Re depreciation hits SAIL's finances, with 70% coal import

Last Updated: Fri, Jun 21, 2013 03:59 hrs
A labourer works at a Tata steel iron godown in the northern Indian city of Chandigarh

A 20 per cent fall in global coking coal price has not helped the country's largest steel producer Steel Authority of India Limited (SAIL). The rupee depreciation has come at a time when its retail prices are also under squeeze due to tight market conditions.

"The average price of coking coal was $186 a tonne in 2012-13, which has come down to $150 a tonne currently. Despite this, our margins have shrunk, mainly because of the dip in the rupee and selling prices," SAIL chairman and managing director CS Verma told Business Standard.


The company's coking coal requirement is 13.3 million tonnes annually, with import comprising around 70 per cent. Coking coal is used in blast furnaces for producing steel. About two-third of the imports come from Australia, while the rest comes from the US and a small proportion from New Zealand.

Verma said input prices had come down by 8-10 per cent, but there was a decline in per-tonne realisation by the same percentage. The net sales realisation declined by 10.92 per cent in the fourth quarter to Rs 34,481 a tonne from Rs 38,717 a tonne in the same quarter of the previous year. For the whole year, it was down by 2.19 per cent in 2012-13 as a whole to Rs 36,389 per tonne from Rs 37,202 a tonne. SAIL took a dip of Rs 877 crore only on account of lower net sales realisation for the full year and Rs 1,347 crore for Q4 alone because of the slowdown in the global steel sector which impacted the domestic market as well.

Domestic steel production grew 2.5 per cent in the last financial year. Despite such weak domestic conditions, Verma is optimistic about retail prices. "Whatever dip (in prices) had to happen has happened. In the last five to six months, the prices have stagnated and there is no scope of prices going down further." The demand would also pick up, especially since the country is planning $1 trillion investment in the infrastructure sector, a huge market for steel.

Though SAIL's net profit came down 72 per cent in the fourth quarter (Jan-Mar 2013) to Rs 446.53 crore from Rs 1,576.98 crore a year ago, the company is going ahead with its planned investment. It is investing about Rs 72,000 crore for modernisation and expansion of its plants and mines. Of the total investment, Rs 39,000 crore will be invested in expanding capacity, Rs 10,000 crore in expansion of the captive iron ore mine, Rs 7000 crore each for value-added products and sustainance. Another Rs 3,500 crore would go to technology upgradation.

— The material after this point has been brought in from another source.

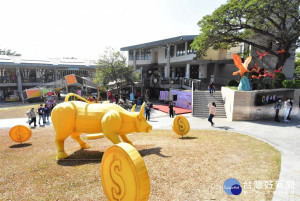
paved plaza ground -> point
(282, 136)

Though the ban on iron ore mining has hit other steel companies, government-controlled SAIL that used 22.4 million-tonne of ore last year does not have worries on this account due to access to captive mines. In the case of coal, domestic supply is largely sourced from Coal India while its own mines produce about 0.5 MTPA. SAIL, through ICVL (international coal ventures ltd) is also looking at acquiring coal mines outside India. ICVL is conducting due-diligence on three to four mines in Australia, the US and Mozambique, said Verma, who also heads ICVL.